CFTR Protein Dynamic, Changing Shapes in Ways Affecting Disease
Cystic fibrosis transmembrane conductance regulator (CFTR), the protein that is mutated in cystic fibrosis (CF), is not as rigid a structure as previously thought, but rather one that may transition between shapes, a molecular study has found.
Under certain conditions — such as the most common CF-causing mutation, F508del — this transition may predispose the protein to fold into an incorrect shape and end up getting degraded.
These findings change the current understanding of the structure and function of CFTR, with implications for the development of new therapies that act upon the mutated protein.
The study, “A topological switch in CFTR modulates channel activity and sensitivity to unfolding,” published in the journal Nature Chemical Biology, was led by researchers at the Université Libre de Bruxelles (ULB), in Belgium.
CFTR is an ion channel, a protein shaped like a short tube that crosses a cell’s membrane and controls the movement of ions, such as chloride, through the membrane. That movement is key for a proper water balance in various organs. In the lungs, for example, it is essential for the production of a lubricating, watery mucus that helps keep the airways clean.

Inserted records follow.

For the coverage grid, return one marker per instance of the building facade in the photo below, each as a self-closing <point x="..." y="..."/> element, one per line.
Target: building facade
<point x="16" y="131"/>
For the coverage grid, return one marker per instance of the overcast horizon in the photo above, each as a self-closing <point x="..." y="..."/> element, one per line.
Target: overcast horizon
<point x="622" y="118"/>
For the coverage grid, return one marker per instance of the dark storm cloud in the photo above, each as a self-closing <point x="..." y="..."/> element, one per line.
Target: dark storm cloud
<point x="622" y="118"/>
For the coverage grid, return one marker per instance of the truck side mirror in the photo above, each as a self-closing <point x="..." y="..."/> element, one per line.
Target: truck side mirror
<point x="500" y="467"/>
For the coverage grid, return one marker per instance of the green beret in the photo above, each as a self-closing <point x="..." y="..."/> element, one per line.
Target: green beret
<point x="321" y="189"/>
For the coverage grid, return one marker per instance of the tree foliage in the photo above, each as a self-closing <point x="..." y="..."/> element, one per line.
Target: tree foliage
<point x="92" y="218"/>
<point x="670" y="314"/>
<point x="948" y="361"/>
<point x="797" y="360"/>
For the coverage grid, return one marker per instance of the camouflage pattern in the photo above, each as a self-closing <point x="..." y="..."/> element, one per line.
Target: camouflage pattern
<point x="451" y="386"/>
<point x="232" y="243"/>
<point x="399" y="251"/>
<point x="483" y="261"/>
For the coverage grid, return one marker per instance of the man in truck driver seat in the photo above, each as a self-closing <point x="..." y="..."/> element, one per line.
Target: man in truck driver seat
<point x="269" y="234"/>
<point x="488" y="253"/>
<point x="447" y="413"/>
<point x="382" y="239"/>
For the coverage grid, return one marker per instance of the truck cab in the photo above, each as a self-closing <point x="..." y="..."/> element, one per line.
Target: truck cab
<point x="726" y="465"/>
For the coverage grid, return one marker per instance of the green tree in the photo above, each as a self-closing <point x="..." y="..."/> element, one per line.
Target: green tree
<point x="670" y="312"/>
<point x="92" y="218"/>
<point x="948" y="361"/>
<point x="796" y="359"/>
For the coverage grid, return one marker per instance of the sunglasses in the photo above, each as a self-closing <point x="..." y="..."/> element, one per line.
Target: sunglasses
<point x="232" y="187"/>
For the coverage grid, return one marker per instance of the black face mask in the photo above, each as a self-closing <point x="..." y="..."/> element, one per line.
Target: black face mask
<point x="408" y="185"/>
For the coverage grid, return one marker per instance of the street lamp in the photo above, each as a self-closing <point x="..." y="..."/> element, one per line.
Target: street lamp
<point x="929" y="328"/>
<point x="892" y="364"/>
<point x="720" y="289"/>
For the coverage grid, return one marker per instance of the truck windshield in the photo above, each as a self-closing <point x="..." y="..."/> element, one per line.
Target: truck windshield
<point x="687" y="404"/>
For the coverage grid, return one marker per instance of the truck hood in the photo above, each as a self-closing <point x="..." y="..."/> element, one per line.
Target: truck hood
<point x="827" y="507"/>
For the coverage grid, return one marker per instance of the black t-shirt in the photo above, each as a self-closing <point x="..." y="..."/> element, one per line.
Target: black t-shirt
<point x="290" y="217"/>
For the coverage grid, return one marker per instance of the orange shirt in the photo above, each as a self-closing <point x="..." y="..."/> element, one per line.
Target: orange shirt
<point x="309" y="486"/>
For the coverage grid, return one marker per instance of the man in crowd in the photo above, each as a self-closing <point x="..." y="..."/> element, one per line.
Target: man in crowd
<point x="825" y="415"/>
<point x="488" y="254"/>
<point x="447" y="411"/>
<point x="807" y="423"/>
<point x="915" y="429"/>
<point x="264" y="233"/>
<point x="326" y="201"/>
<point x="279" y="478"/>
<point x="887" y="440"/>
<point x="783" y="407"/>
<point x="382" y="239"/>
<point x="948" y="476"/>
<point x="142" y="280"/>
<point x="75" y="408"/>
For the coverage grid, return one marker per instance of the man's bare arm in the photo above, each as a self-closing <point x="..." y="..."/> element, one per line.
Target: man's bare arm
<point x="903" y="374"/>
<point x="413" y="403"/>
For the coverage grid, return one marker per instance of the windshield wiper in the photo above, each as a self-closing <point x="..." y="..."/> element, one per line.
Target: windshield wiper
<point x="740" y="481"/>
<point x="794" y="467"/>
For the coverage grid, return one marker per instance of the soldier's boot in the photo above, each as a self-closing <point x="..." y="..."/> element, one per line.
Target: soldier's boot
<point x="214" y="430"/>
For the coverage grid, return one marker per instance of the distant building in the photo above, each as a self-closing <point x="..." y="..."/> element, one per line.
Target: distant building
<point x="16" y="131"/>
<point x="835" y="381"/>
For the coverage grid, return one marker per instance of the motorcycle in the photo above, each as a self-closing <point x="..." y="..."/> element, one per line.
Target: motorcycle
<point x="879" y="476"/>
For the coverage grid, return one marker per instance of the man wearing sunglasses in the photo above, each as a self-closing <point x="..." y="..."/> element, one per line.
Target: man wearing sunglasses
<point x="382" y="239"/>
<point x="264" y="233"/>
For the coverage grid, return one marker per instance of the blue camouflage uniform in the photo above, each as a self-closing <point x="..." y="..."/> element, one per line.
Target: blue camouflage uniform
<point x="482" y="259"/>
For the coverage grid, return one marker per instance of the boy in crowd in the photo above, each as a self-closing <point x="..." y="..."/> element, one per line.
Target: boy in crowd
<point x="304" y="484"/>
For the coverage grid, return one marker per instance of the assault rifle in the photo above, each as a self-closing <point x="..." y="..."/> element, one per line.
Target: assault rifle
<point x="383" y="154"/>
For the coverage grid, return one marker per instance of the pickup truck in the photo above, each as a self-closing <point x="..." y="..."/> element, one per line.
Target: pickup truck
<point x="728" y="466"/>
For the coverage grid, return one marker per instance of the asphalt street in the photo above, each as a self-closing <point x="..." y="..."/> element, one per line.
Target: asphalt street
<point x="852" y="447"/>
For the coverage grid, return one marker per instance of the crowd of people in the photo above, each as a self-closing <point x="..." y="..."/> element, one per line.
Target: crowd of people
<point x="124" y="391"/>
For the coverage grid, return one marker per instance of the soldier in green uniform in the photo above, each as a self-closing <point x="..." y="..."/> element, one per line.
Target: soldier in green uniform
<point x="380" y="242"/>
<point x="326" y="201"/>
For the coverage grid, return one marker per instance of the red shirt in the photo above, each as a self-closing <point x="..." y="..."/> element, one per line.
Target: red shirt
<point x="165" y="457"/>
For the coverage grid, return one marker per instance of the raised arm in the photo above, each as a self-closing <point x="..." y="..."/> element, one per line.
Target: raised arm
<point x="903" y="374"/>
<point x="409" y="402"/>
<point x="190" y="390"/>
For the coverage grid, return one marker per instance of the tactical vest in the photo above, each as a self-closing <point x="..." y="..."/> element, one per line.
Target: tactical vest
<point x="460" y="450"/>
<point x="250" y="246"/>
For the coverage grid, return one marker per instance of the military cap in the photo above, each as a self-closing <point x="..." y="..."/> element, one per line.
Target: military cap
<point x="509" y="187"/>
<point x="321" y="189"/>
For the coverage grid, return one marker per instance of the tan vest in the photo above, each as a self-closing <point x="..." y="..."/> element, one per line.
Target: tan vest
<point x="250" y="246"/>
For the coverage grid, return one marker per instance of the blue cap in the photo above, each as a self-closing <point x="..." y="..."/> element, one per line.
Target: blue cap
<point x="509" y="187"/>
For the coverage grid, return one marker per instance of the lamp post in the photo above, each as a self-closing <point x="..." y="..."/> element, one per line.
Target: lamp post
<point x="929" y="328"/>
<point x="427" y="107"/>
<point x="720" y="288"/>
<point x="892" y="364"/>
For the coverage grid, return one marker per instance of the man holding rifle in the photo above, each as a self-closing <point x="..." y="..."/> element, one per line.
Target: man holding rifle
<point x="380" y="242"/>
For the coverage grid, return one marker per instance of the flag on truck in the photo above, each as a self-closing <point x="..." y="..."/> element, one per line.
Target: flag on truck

In people with CF, mutations in the CFTR gene — which provides the instructions to make the CFTR protein — can prevent the protein from working properly or even being made at all. When these problems occur, a thicker-than-usual mucus will accumulate in the lungs and other organs, leading to CF symptoms.
According to a ULB press release, scientists have worked for years to understand how a single mutation such as F508del can lead to CFTR being assembled into an entirely wrong shape, or conformation.
To know more, researchers in Belgium and the U.K. looked at CFTR at the single-molecule level. Using a technique that relies on the use of fluorophores, or fluorescent chemical compounds, they found the protein may adopt not just one, but at least two different conformations. While the new conformation had not been seen before, it actually increased the activity of the ion channel.
“This alternate conformation might have evolved for functional reasons,” the researchers wrote, later adding that “it may also bring about increased vulnerability to misfolding, especially in the presence of destabilizing mutations such as F508del.”
Indeed, the transition was found to depend on a small region of the CFTR protein that is affected by the F508del mutation. Therefore, contrary to what was previously believed, F508del may not affect the protein shape or structure but rather the switch between shapes.
This switch “might constitute a new mechanism to modulate protein function that could extend to other biological systems,” the researchers wrote.
For people with CF, it might mean new opportunities for “conformation-specific therapeutic approaches for F508del and possibly other related CF-causing mutations,” the team concluded.